Pour Christophe Cotteret, l'attaque contre Ben Guerdane s'inscrit dans un contexte national et international précis. D'une part, elle constitue l'apogée d'un terrorisme coordonné sur le territoire tunisien, après les attaques de Bardo, Sousse, et contre le bus de la Garde Présidentielle à Tunis au cours de l'année 2015. Autant d'actes terroristes commandités depuis Raqqa en Syrie, siège "politique" de Daech, qui souhaite déstabiliser la récente démocratie tunisienne.

Mais elle en constitue aussi la fin. Suite à l'attaque, la plupart des réseaux d'armes vont être démantelés et il sera impossible, depuis, pour les terroristes d'opérer la moindre opération d'envergure sur le territoire tunisien.

"Ces attaques interviennent 3 semaines après le bombardement américain sur le camp d'entraînement de Daech à Sabratha, connu pour former notamment les recrues tunisiennes. L'attaque contre Ben Guerdane peut être interprétée comme une revanche symbolique des terroristes en réponse à Sabratha. Mais également comme le signe d'une faiblesse, comme un dernier baroud d'honneur de combattants de Daech aux bases arrière fragilisées", a expliqué Cotteret.

Six ans plus tard, la justice tunisienne a enfin rendu son verdict, vendredi 4 mars, dans l'affaire relative aux événements de Ben Guerdane qui compte 96 accusés.

La chambre criminelle spécialisée dans les dossiers de terrorisme a prononcé 16 condamnations à la peine de mort. Quinze autres prévenus ont écopé de la réclusion à perpétuité, deux ont été condamnés à 30 ans de prison, deux à 27 ans de prison, sept à 24 ans de prison et trois à 20 ans derrière les barreaux.

Pour les inculpés restants, des peines de quatre à 15 ans de détention ont été décidées et quelques-uns (sans préciser leur nombre) ont bénéficié d'un non-lieu.

Ces condamnations prononcées pour de tels faits permettraient aux habitants de Ben Guerdane de tourner la page d'une terreur qui a failli plonger leur ville, voire toute la Tunisie, dans les ténèbres.

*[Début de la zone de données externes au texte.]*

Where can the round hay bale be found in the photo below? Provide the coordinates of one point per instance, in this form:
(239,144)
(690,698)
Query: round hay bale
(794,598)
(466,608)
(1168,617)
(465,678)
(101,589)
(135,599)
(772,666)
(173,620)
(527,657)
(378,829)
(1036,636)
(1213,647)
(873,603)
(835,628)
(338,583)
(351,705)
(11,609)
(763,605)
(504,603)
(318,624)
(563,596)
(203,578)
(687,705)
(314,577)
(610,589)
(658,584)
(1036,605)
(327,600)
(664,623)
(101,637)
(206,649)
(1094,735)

L'histoire retiendra que Ben Guerdane n’a pas cédé au son des trompettes de Daech, et que les Tunisiens face à l’épreuve du terrorisme, se sont montrés déterminés à purger leur pays de ce fléau polymorphe qui défie les limites de la géographie. La réaction des locaux à Ben Guerdane aux côtés des forces de l’ordre a démontré que l’absence de base territoriale accueillante est peut-être aussi une des causes les plus sûres de la défaite des groupes terroristes.

« Symboliquement, l'image que renvoie l'attaque contre la ville de Ben Guerdane est sans appel: Daech ne bénéficiera en Tunisie d'aucun soutien, ni même d'une tacite bienveillance, de population locale sur le territoire tunisien », a souligné notre réalisateur.

Il est indéniable que Daech est en perte de vitesse ces derniers temps. Néanmoins, on ignore toujours les principales zones d'influence de cette organisation terroriste dans les prochaines années.

La compréhension de la menace terroriste, actuelle ou future, a montré qu'un lourd arsenal ne suffit pas à juguler le déferlement des groupes extrémistes. La solidité du front intérieur, la stabilité politico-économique, l'apprentissage constant ainsi qu'un investissement pérenne dans l'éducation des générations à venir constituent de véritables remparts au terrorisme.